Fortunately, unlike most of the neighbouring countries, Malaysia is not among the countries that are included in the Ring of Fire, as it is barely situated just outside of the belt. Regardless, it does not spare Malaysia from the tremors that it felt from the earthquakes.

Arguably, even though Malaysia is not in the Ring of Fire, Malaysia did have past earthquakes events. For example, the earthquake that hit Ranau, Sabah on 5 June 2015 with 6.2 magnitude, and around the areas in Bentong, Janda Baik and Bukit Tinggi at Pahang around November 2007 until Mei 2008 with 3.5 magnitude.

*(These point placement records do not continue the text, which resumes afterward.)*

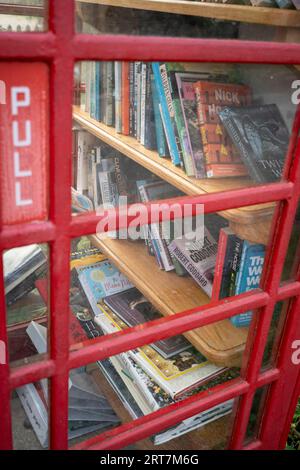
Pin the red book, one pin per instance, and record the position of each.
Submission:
(221, 156)
(125, 98)
(218, 273)
(24, 120)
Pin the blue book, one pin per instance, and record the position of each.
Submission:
(169, 130)
(159, 130)
(248, 278)
(93, 91)
(101, 279)
(97, 91)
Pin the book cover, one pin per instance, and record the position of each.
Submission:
(118, 95)
(24, 147)
(248, 278)
(191, 139)
(134, 309)
(157, 191)
(227, 246)
(161, 141)
(125, 98)
(261, 137)
(165, 115)
(218, 149)
(100, 280)
(198, 258)
(150, 137)
(178, 375)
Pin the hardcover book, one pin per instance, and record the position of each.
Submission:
(178, 375)
(154, 192)
(248, 278)
(228, 248)
(132, 307)
(24, 135)
(261, 137)
(198, 258)
(221, 156)
(100, 280)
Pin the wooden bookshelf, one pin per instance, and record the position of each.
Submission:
(251, 222)
(243, 13)
(211, 436)
(220, 342)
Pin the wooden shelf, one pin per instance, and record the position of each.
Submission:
(164, 168)
(220, 342)
(243, 13)
(211, 436)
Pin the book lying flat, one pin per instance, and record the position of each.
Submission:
(132, 307)
(178, 375)
(261, 137)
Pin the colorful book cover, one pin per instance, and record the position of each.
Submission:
(178, 375)
(24, 147)
(261, 137)
(165, 115)
(228, 241)
(198, 258)
(150, 137)
(248, 278)
(218, 149)
(100, 280)
(125, 98)
(118, 96)
(134, 309)
(161, 142)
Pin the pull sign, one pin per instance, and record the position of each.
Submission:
(24, 145)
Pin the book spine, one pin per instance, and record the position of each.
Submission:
(183, 138)
(131, 99)
(93, 90)
(139, 101)
(238, 249)
(191, 268)
(150, 138)
(161, 142)
(156, 236)
(143, 102)
(97, 90)
(142, 386)
(109, 111)
(170, 93)
(107, 192)
(235, 136)
(125, 98)
(223, 238)
(242, 319)
(118, 96)
(135, 97)
(165, 115)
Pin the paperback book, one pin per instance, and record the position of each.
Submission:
(261, 137)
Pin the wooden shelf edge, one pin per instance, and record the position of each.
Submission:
(243, 13)
(220, 342)
(164, 169)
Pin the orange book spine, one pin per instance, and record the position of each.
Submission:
(24, 147)
(125, 98)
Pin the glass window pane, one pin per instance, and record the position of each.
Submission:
(234, 20)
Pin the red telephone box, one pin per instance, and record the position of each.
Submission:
(59, 48)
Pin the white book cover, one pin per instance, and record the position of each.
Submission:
(164, 372)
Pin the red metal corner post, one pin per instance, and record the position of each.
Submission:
(61, 23)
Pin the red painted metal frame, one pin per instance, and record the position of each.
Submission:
(60, 48)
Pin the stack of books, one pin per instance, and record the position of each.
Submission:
(201, 116)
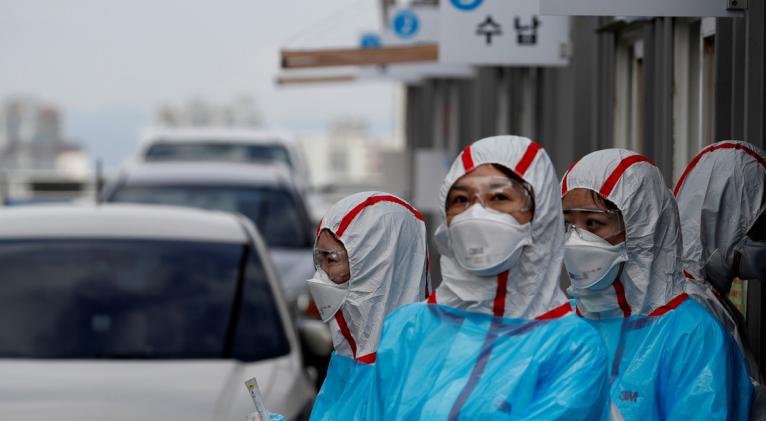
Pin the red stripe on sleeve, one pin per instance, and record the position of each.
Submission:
(368, 359)
(527, 158)
(432, 298)
(610, 182)
(557, 312)
(346, 221)
(498, 307)
(712, 148)
(619, 289)
(345, 331)
(467, 159)
(671, 305)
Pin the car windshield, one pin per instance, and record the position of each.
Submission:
(96, 298)
(276, 213)
(216, 151)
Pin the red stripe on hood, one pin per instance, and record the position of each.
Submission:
(527, 158)
(346, 221)
(713, 148)
(671, 305)
(467, 159)
(613, 178)
(345, 331)
(564, 187)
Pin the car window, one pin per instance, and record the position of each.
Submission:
(216, 151)
(276, 212)
(95, 298)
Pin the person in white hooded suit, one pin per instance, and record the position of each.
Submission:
(497, 339)
(722, 200)
(371, 257)
(669, 358)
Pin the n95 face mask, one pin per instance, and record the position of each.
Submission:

Regardless, both cases are isolated cases, and it is not caused by the Ring of Fire.

Hence, in my opinion, the Malaysian government should be more prepared for these events to ensure less damage to public properties, especially the hospital by implementing an earthquake-resistant structure to the buildings. Next, Malaysia should also implement earthquakes benchmarks (Penanda Aras Gempa Bumi (PAG)) at every spot that would be susceptible to earthquakes, as Pahang did by implementing 13 PAGs in Bentong district after it faced 29 earthquakes in 2007 as reported by Kosmo.

The government and as well as the citizens should be more aware of the tremors that happened and how to act accordingly for the sake of safety. While Malaysia is out of the Ring of Fire, we must realise that the country is still susceptible to the aftereffect of the earthquakes that happened in neighbouring countries like Indonesia and Philippines.